Benefits claimants with mental health problems among worst hit by sanctions

The majority of those sanctioned had been so due to lateness or absence from compulsory Work Programme appointments, researchers found.Reuters

Benefits claimants deemed unfit to work owing to mental health problems are more likely to have their benefits stopped by sanctions than those suffering from other conditions, new research shows.

Policy advisers for the Methodist Church have found that more than 100 people suffering with long-term mental health problems are being sanctioned every day, and the exact figure could be much higher.

"Not included in these figures are people who receive ESA [Employment and Support Allowance] due to a physical illness, but who have a higher risk of mental health difficulties," said Paul Morrison, Public Issues Policy Adviser for the Methodist Church.

Morrison added that data obtained from the Department of Work and Pensions suggests that the majority of those sanctioned had been so owing to lateness or absence from compulsory Work Programme appointments.

"Sanctioning someone with a mental health problem for being late for a meeting is like sanctioning someone with a broken leg for limping. The fact that this system punishes people for the symptoms of their illness is a clear and worrying sign that it is fundamentally flawed," Morrison said.

"Churches have increasingly seen people in desperate need because they have been sanctioned. The suffering and injustice we have seen caused by the sanctions system deserves serious scrutiny."

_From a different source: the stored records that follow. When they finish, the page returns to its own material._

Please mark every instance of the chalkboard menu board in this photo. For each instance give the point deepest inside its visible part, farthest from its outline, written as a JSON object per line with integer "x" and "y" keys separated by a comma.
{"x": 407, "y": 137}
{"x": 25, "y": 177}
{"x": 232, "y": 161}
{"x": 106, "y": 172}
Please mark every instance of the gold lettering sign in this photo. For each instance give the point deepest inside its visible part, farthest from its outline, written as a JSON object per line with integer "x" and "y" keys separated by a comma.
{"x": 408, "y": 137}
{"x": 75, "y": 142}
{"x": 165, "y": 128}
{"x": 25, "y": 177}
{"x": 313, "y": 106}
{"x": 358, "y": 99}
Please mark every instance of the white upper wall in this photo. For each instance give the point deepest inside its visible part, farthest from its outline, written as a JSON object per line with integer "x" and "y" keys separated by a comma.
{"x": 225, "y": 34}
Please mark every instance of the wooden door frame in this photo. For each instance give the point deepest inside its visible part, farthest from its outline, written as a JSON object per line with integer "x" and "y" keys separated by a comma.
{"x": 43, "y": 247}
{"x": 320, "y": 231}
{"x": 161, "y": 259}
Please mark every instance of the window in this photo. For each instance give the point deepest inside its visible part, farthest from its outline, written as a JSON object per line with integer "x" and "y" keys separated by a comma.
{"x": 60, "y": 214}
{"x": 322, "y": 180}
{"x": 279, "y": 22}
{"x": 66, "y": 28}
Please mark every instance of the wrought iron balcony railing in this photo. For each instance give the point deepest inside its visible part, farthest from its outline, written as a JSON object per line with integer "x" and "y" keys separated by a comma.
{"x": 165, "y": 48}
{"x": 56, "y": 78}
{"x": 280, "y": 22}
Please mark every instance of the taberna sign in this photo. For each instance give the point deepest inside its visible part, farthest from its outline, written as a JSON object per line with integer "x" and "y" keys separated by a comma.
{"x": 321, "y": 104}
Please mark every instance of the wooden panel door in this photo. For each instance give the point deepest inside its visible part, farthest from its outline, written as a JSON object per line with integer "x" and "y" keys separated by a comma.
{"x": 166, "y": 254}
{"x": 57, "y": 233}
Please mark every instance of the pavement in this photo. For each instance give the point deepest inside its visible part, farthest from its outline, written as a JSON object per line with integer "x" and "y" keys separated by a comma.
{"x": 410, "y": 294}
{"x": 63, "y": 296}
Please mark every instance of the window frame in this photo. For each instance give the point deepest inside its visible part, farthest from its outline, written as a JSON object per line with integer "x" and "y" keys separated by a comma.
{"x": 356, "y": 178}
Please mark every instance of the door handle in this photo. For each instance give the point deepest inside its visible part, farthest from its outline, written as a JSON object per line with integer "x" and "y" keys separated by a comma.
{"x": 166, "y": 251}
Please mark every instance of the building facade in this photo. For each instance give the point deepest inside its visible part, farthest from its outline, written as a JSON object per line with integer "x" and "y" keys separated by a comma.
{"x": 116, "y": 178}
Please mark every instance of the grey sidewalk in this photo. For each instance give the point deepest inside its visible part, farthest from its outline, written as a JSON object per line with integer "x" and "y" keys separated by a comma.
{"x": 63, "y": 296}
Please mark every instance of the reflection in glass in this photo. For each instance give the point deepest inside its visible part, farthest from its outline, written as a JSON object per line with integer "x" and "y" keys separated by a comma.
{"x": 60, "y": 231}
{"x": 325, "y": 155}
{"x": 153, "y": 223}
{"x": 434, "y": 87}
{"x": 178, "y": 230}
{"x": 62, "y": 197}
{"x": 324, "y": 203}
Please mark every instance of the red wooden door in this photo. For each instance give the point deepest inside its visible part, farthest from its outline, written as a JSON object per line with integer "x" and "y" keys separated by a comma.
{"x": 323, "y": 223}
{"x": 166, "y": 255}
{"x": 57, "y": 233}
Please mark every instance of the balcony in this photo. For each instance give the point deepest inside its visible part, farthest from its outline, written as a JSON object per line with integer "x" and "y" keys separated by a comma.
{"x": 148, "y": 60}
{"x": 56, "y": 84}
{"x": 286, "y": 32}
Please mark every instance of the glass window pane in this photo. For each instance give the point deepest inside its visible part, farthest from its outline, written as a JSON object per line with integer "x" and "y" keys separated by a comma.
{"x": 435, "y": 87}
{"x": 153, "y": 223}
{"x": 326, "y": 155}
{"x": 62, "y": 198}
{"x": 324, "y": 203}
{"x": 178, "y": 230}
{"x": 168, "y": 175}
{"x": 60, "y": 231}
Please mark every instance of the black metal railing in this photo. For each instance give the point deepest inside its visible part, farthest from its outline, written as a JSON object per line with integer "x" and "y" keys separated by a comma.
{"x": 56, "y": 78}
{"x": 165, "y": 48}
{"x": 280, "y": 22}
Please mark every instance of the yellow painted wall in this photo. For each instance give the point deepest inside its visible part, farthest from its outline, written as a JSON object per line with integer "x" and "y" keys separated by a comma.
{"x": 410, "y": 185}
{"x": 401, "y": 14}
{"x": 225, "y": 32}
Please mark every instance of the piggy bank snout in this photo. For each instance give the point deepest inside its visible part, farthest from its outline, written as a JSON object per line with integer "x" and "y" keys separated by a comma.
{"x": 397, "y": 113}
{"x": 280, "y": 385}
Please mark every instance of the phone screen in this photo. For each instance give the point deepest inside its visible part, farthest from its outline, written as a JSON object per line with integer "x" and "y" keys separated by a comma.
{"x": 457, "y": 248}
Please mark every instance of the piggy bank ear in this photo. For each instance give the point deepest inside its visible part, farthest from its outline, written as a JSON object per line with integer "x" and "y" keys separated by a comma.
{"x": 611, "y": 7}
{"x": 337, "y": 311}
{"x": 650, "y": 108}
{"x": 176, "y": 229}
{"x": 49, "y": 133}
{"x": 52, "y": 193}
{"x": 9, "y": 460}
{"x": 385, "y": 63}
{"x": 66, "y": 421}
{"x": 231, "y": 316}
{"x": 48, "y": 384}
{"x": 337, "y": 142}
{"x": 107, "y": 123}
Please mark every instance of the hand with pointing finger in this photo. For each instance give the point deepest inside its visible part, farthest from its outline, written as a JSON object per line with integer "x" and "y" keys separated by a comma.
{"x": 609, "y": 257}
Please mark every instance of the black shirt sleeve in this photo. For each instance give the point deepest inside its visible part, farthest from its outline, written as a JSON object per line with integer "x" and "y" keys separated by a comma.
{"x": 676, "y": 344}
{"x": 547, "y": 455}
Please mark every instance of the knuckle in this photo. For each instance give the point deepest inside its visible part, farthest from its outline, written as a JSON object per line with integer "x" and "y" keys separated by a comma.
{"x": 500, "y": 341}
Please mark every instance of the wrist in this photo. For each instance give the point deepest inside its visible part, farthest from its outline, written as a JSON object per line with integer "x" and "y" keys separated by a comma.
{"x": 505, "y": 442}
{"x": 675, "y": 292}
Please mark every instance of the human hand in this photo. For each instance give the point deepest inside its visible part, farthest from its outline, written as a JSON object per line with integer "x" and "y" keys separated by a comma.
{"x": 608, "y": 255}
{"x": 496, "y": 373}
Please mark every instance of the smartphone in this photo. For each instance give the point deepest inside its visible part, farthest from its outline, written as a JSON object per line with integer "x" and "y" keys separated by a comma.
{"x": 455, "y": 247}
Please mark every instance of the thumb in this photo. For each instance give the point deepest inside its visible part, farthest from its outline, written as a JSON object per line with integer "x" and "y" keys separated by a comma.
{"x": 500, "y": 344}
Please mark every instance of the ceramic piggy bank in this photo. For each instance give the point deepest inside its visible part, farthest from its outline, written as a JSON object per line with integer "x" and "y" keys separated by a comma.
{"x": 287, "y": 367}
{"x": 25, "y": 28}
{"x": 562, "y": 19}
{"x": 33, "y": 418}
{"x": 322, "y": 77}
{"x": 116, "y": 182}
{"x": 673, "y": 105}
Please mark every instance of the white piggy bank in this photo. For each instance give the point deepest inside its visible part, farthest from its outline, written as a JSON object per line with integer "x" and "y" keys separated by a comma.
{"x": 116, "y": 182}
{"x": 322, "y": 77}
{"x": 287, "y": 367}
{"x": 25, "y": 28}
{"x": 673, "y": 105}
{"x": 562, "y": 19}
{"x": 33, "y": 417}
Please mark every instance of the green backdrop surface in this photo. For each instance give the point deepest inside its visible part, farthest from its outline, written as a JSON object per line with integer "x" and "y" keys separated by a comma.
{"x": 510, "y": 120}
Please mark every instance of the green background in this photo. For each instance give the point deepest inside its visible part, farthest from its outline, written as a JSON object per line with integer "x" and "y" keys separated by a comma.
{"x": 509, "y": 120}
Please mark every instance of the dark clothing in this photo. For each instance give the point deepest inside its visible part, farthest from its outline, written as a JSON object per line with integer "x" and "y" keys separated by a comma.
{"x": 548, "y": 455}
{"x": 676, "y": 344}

The CEO of mental health charity Mind, Paul Farmer, has also criticised the "false assumptions" upon which sanctions are often based. He said he is "very concerned" at the number of people having their benefits taken away from them

"This causes not just financial problems but added emotional distress. It's unjustifiable that people with mental health problems are being sanctioned disproportionately compared to those who have another health problem," Farmer said.

"Stopping benefits does not help people with mental health problems back into work. In fact, it often results in people becoming more anxious and unwell and this makes a return to work less likely. Sanctions are based on a false assumption that individuals lack motivation and willingness to work, but it's the impact of their illness and the environment in which they are expected to work which actually present the toughest challenges."

Farmer added that sanctions should only be used as a "last resort".

A report detailing the latest figures will be launched this spring.